Kreuz an einer Bürotür / © Harald Oppitz (KNA)
Kreuz an einer Bürotür / © Harald Oppitz ( KNA )

DOMRADIO.DE: Jeder Arbeitnehmer hat ja besondere Loyalitätspflichten seinem Arbeitgeber gegenüber. Bei der Kirche kommen aber noch ein paar besondere hinzu.

Dr. Antonius Hamers (Jurist und Leiter des Katholischen Büros NRW): Genau so ist es. Zunächst ist es so, dass jeder Arbeitnehmer dazu verpflichtet ist, seinem Arbeitgeber gegenüber loyal zu sein. Ich habe zum Beispiel vor meiner Zeit als Priester beim Bundesverband der Deutschen Industrie gearbeitet. Wenn ich da zum Beispiel offiziell aufgetreten bin, hätte ich Schwierigkeiten bekommen, wenn ich für Sozialismus und Kommunismus geworben hätte. Dafür hätte ich vielleicht eine Abmahnung bekommen. Jedenfalls wäre mein früherer Arbeitgeber damit nicht einverstanden gewesen und hätte das auch entsprechend von mir einfordern können. Insofern ist jeder zunächst einmal gehalten, dem Arbeitgeber gegenüber loyal zu sein.

Antonius Hamers / © Nicole Cronauge (Katholisches Büro NRW)

In der katholischen Kirche oder in den Kirchen insgesamt geht das jetzt etwas weiter. Das hängt einmal damit zusammen, dass die Kirchen ein sogenanntes Selbstbestimmungsrecht oder Selbstverwaltungsrecht haben, das in der Verfassung verankert ist.

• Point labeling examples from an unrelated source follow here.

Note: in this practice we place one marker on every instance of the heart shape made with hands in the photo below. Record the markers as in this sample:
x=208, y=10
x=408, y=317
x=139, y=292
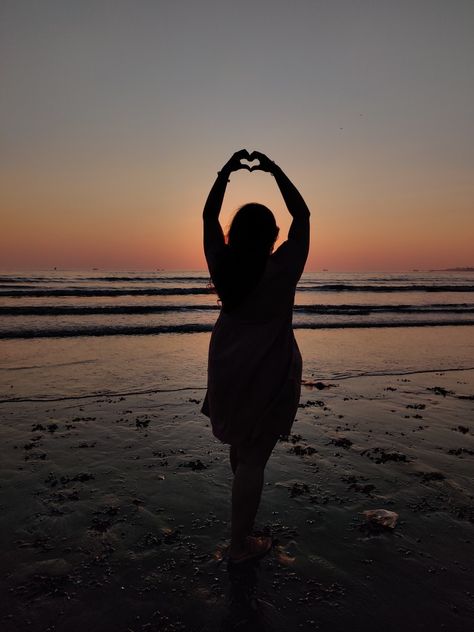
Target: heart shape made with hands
x=252, y=164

Zum anderen wird insbesondere in der katholischen Kirche davon ausgegangen, dass jeder Arbeitnehmer und jede Arbeitnehmerin in besonderer Weise mit der ganzen Person für die Botschaft des Evangeliums einsteht. Deswegen reichen diese Loyalitätsobliegenheiten bei kirchlichen Mitarbeitenden mitunter bis in den privaten Bereich.

Das tun sie bei anderen Mitarbeitenden nicht. Aber in der katholischen Kirche ist es so, dass unter Umständen auch meine private Lebensgestaltung mit eine besondere Loyalitätsobliegenheit gegenüber der Kirche ist. Das ist das Besondere an diesem Arbeitsverhältnis in der Kirche.

DOMRADIO.DE: Genau das erleben immer mehr Gläubige als nicht mehr zeitgemäß und nicht menschenfreundlich. Jetzt signalisieren erste Diözesen in Deutschland, dass ihnen die sexuelle Orientierung ihrer Mitarbeiter und Mitarbeiterinnen tatsächlich egal ist, dass niemand mehr um sein oder ihren Job fürchten muss, wenn er oder sie sich zum Beispiel als homosexuell outet. Wie ist das zu bewerten?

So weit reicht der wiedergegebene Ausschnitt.